Hallo zusammen. Derzeit beschäftige ich mich innerhalb eines Studienprojektes mit dem Livestreaming über eine Webcam. Hier soll ich mich informieren wie man am besten das Bild einer Webcam über eine Middleware sowol auf ein Android App, als auch in ein Java-Applet zu streamen. Dazu habe ich mich mit der Thematik befasst. Bisher bin ich für diese Problematik nur auf das Java Media Framework gestoßen, dies möchte ich allerdings ungern verwenden, da es seit Jahren nicht mehr gepflegt wird. Weiß jemand ein Framework das diese Anforderungen erfüllt? Schon mal Danke für die Hilfe. 

Gruß, Kedde


----------



## Noctarius (12. Apr 2010)

Hast du dich schon mal im Android Framework API umgesehen?
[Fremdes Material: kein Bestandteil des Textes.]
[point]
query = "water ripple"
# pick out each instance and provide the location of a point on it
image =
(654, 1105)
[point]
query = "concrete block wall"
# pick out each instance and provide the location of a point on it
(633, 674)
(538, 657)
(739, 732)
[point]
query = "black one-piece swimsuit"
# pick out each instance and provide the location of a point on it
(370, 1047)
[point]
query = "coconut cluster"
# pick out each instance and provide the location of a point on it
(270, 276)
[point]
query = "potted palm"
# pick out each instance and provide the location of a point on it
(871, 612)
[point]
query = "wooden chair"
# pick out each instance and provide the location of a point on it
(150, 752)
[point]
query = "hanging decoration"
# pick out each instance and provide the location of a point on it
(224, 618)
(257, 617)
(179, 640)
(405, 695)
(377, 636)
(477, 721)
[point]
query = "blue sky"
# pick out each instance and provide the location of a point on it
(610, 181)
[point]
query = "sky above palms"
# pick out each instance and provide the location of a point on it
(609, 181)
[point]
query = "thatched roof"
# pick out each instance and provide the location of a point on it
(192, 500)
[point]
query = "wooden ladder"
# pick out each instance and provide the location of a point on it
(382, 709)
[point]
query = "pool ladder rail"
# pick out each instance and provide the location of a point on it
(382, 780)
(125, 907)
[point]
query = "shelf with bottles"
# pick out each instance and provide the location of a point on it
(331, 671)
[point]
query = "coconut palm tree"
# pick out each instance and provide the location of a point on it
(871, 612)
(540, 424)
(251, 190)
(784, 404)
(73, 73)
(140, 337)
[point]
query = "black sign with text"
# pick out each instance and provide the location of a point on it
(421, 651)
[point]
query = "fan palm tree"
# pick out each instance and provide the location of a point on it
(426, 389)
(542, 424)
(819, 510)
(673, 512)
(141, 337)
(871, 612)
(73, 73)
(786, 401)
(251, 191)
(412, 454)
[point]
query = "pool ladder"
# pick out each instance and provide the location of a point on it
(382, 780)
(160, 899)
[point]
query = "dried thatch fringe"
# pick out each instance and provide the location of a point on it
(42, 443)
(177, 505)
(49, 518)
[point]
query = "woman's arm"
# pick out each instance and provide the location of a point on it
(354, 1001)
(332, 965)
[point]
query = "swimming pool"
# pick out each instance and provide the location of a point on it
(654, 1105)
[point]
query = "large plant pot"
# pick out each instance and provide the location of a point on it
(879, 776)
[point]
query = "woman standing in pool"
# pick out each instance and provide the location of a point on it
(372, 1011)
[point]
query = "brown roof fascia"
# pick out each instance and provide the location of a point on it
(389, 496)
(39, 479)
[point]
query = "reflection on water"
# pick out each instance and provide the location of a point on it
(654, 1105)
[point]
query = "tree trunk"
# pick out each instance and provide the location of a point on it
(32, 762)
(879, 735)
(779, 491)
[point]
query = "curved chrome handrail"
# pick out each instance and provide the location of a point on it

Android hat fertige Klassen für Movie und Mediaplayer Dinge.
http://developer.android.com/reference/android/media/package-summary.html


----------



## kedde (13. Apr 2010)

Alles klar, besten Dank. Werde ich mir mal genauer angucken. Am schönsten wäre allerdings eine Lösung die sowohl auf Android als auch im normalem Applet läuft. Gibt es da auch Möglichkeiten?


----------



## Noctarius (13. Apr 2010)

Nur über 2 verschiedene Codebasen.


----------